The Aetna has set forth two special defenses:
1. That the Plaintiff did not supply labor or materials for the Haddam job and therefore is not a claimant; and
2. That the Plaintiff failed to serve notice timely, i.e, within 180 days after the last, delivery.
All other defenses in the file later pleaded by the Aetna were withdrawn at trial.
The Aetna claims that the Plaintiff is at best a "third tier" subcontractor, i.e., one whose contract was with a subcontractor of a subcontractor of the bonded contractor). Aetna asserts that the relationship of the Plaintiff (claimant) is therefore critical in determining whether a claim can successfully be made against a bond pursuant to § 49-42. Aetna asserts that the contract of the CT Page 8060 Plaintiff was with Val Cast who was not a subcontractor of Prete and at best was a third tier subcontractor.
The Aetna introduced the written contract between Prete and Precast Associates ("Precast") (Ex. 1) in its defense that the claimant did not have a direct relationship with a subcontractor of Prete. At trial, Albert Vitale testified that Precast, who signed the contact with Prete, was in fact a subsidiary of Val Cast. The Aetna filed a motion to reopen the evidence after trial on the ground of newly discovered evidence and attached thereto a complaint wherein Precast brought an action against Aetna for work done at the Haddam job. Plaintiff has opposed the reopening on the grounds that the evidence is not newly discovered and was known to Aetna since it is the same defendant in this case and the other complaint. The Plaintiff who objects to the reopening arguing that the case of American Mason's Supply Co. v. F.W. Brown Co.,174 Conn. 219, filed to support Aetna's motion would make no difference in the result since in that case the claimant was a third tier contractor and recovery was allowed.

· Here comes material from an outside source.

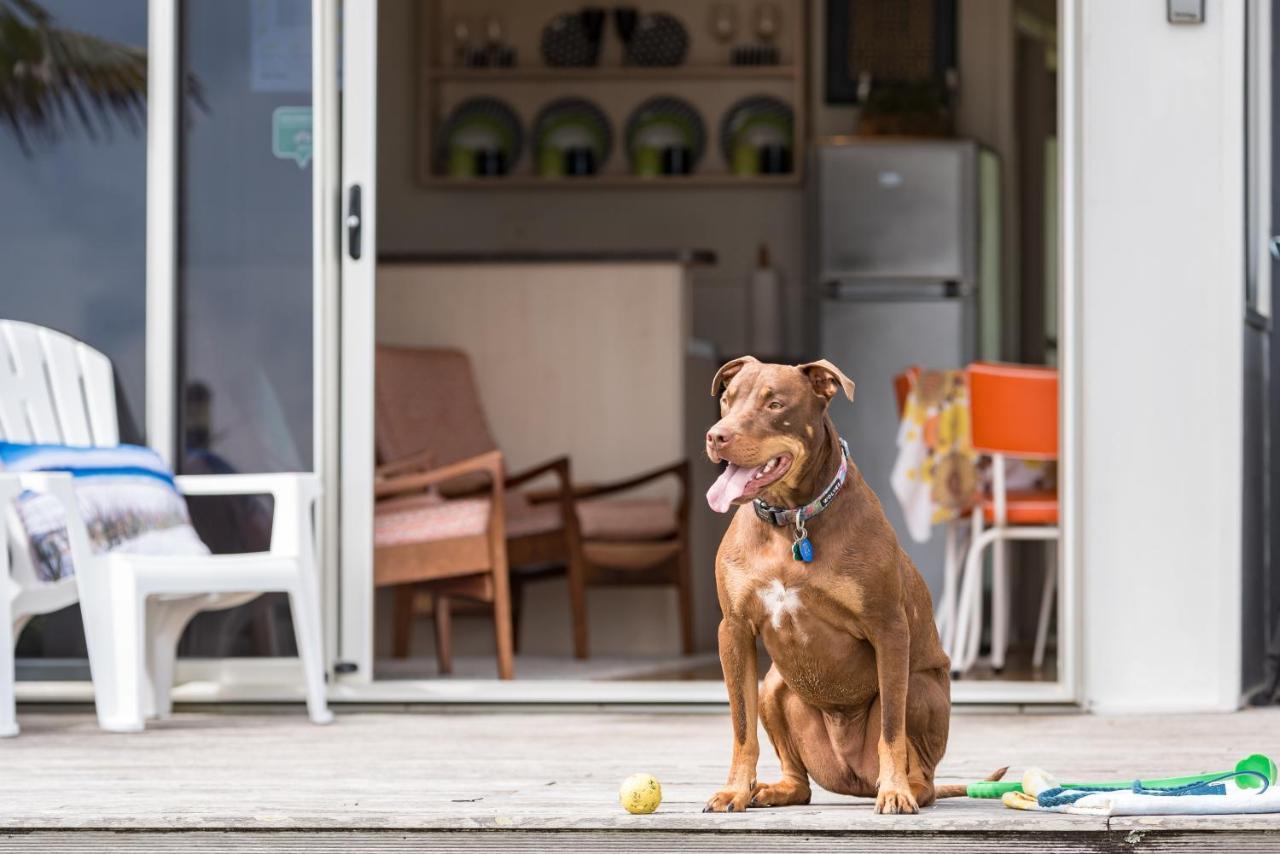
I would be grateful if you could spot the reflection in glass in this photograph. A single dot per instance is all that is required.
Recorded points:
(245, 283)
(73, 213)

This court denies the motion to reopen and relies on the more credible evidence and finds that Aetna was aware that the claimant Plaintiff in this case had a direct relationship to the subcontractor of Prete when it supplied and transported the precast materials to the Haddam job.

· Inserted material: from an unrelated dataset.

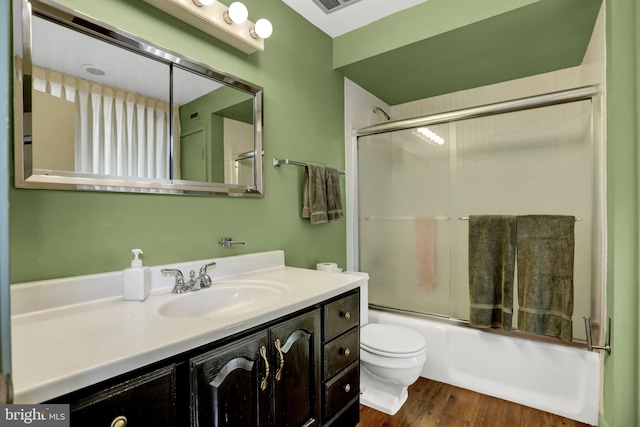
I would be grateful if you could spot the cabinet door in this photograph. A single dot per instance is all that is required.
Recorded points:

The Plaintiff also cites in support of his claim InternationalHarvester Co. v. L.G. DeFelice Sons, 151 Conn. 325 (1964), in which our Supreme Court held that a claimant who repaired trucks for a subcontractor that was used to haul fill to a construction project was entitled to the protection of the statute.
The second defense of failure to give timely notice of his claim within 180 days is likewise unavailing. This court finds that the Plaintiff last supplied services on March 9, 1994. The Aetna admitted in paragraph 5 of its answer that it received notice on September 1, 1994. Notice of claim therefore is found to have been duly made.
Applying a liberal construction to the facts of this case, the court finds in favor of the Plaintiff on the First Count for the Plaintiff to recover $11,100 plus interest in the amount of $1615, and attorneys fees in the amount of $3000, for a total of $15,715 plus costs. CT Page 8061
As for the Second Count, the court finds in favor of the Plaintiff for the amount recited in the First Count which will be satisfied upon payment by the Aetna.